Kain konnte einen braunen und schwarzen Klumpen auf dem Schoß des Patienten sehen.
Als er das Gesicht des Patienten ansah, erkannte er, was es war – seine Nase.
Seine Nase war verfault und ihm vom Gesicht gefallen.
„Was zum Teufel …“
„Aahhh!!“, schrie der Patient vor Schmerz, als das medizinische Personal versuchte, das klaffende Loch in der Mitte seines Gesichts zu säubern.
„Eine fleischfressende Krankheit … zwar nicht ungewöhnlich, aber auch keine unbekannte Krankheit.
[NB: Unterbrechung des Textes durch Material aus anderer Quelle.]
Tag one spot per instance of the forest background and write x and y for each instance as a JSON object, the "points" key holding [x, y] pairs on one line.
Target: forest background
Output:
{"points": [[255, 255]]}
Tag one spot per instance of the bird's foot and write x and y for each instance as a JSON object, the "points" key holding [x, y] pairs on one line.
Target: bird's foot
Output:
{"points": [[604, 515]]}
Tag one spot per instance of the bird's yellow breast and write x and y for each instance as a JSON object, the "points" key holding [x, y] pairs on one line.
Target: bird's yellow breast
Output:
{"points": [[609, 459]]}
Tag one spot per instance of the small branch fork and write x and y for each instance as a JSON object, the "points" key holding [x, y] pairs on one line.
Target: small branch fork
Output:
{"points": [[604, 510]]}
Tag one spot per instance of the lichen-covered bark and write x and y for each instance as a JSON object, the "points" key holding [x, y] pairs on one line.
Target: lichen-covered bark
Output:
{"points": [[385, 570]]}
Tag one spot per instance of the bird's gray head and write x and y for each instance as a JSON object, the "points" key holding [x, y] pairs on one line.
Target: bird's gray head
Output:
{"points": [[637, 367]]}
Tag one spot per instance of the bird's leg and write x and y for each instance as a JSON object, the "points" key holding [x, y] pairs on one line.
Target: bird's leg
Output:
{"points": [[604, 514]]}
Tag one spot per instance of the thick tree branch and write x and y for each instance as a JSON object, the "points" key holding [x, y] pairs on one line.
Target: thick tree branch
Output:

Dafür hätten sie uns nicht einfliegen müssen.“
Kain suchte weiter nach Hinweisen.
Als der Patient sich vor Schmerzen wand, öffnete sich sein Kittel und gab den Blick auf große schwarze Beulen auf seiner Haut frei.
„Die Beulenpest?“, dachte Kain und fühlte sich in eine mittelalterliche Hölle versetzt.
Dann fiel das Laken vom Schoß des Patienten auf den Boden und enthüllte seine deformierten Beine. „Elephantiasis?“
Kain sah sich entsetzt um und wich zurück in Richtung Zelteingang.
„Was zum Teufel ist das für ein Ding?! Es ist, als hätte ein verrückter Wissenschaftler beschlossen, die schrecklichsten Krankheiten, die die Menschheit je gesehen hat, zu einer Art Freak-Krankheit zu kombinieren.“
Die Augen des Patienten trübten sich schnell, bevor er zurückfiel und auf dem Bett einen Anfall bekam. Das Personal hielt ihn fest, damit er nicht auf den Boden fiel.
„Ich muss hier raus …“ Kain fühlte sich, als würde er sich übergeben müssen.
Als er hinausstürmte, stieß er mit einer Krankenschwester zusammen, die gerade in diesem Moment hustete und ihn anspuckte.
„Igitt … Vergiss den Strand. Vergiss die Supermodels. Ich will sofort nach Hause.“
Leider ging sein Wunsch nie in Erfüllung. Kains Körper, oder zumindest die Asche, zu der er verbrannt worden war, verließ Brasilien nie.